C’è anche un aspetto di transitorietà? Cioè l’idea che non facciano i baristi per sempre.

Sì, infatti io parlo di “mobilità precaria”, di persone “stabilmente in movimento”: perché non si ha l’idea di essere arrivati
a Londra, poniamo, e di doverci rimanere per sempre. Proprio l’opportunità che ti crea la conoscenza di altre reti, altre persone, o anche la conoscenza stessa di sé stessi rispetto a quella realtà, ti porta a cercare elementi differenti. Anche, che ne so, il clima: non mi sento idoneo per il clima di Londra, me ne vado a Barcellona. E di conseguenza cerco anche una realtà professionale che mi renda più felice. Per cui da barista posso passare a fare la commessa o viceversa per poi arrivare, se ho la fortuna di avere un processo di mobilità vittorioso, a fare una professione per la quale ho studiato. Ma non è una necessità avvertita. Il desiderio è quello di una realizzazione di sé stessi che passa anche per una retribuzione idonea e di un rispetto per sé e per la propria professionalità - qualsiasi sia la professione che si fa.

Si dice che dopo il quinto anno nello stesso posto le probabilità di tornare in Italia si riducano drasticamente…

Questo è vero, ma non solo di tornare in Italia: in realtà proprio di continuare ad essere in mobilità. Però in altri contesti ci siamo resi conto di come la mobilità determini anche un modo di vivere, cioè persone che sono abituate alla mobilità cercano di non fermarsi, perché fermarsi significa smettere di arricchirsi, di esporsi al confronto con culture altre.

Per i giovani italiani vanno rivendicati tre diritti, quali?

Il diritto di partire, proprio perché il confronto con un’altra cultura è di arricchimento personale, indentitario, di realizzazione di sé a 360 gradi. Il diritto di restare in Italia, per chi valuta di non voler partire e vuole rimanere, con tutte le difficoltà del caso, nel suo Paese. E il diritto di tornare: perché se io sono all’estero e voglio ritornare devo poter scegliere di farlo. La mobilità in sé è una ricchezza, ma in questo momento il problema è che in Italia la mobilità è unidirezionale: cioè si deve partire per forza, è una necessità, e non si può scegliere di ritornare. Il vero processo di mobilità avviene quando la mobilità è circolare, quindi alle partenze corrispondono i rientri. In questo momento in Italia non è così.
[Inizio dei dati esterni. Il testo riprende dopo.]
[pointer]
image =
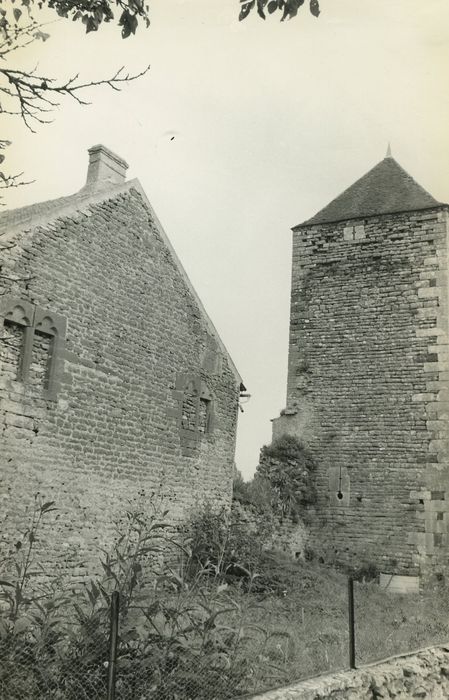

Cosa si può fare per trasformare questi diritti in proposta politica e quindi in diritti effettivi?
Noi abbiamo creato una rete che, attraverso i convegni, cerca appunto di sensibilizzare  a questo tema. Il Rapporto che era un progetto culturale diventa anche un manifesto di intenti per tutte le persone che partecipano, e noi continuiamo a proporlo sperando che ci sia la possibilità…

...che le orecchie delle istituzioni e della politica siano aperte.
Eh, sì. Alla presentazione nazionale c’è sempre la rappresentanza del ministero degli Affari esteri, il ministero dell’Interno collabora con noi con i dati, e noi abbiamo proposto per esempio una trasformazione dell’Anagrafe degli italiani residenti all’estero.

Ci sarebbe bisogno di una riforma dell’Aire?
E’ fondamentale. Perché parlavamo di precarietà della mobilità, e c’è una forma di statisticazione molto ormai desueta, che dovrebbe essere riformata per poter fotografare la situazione e le necessità della mobilità di oggi.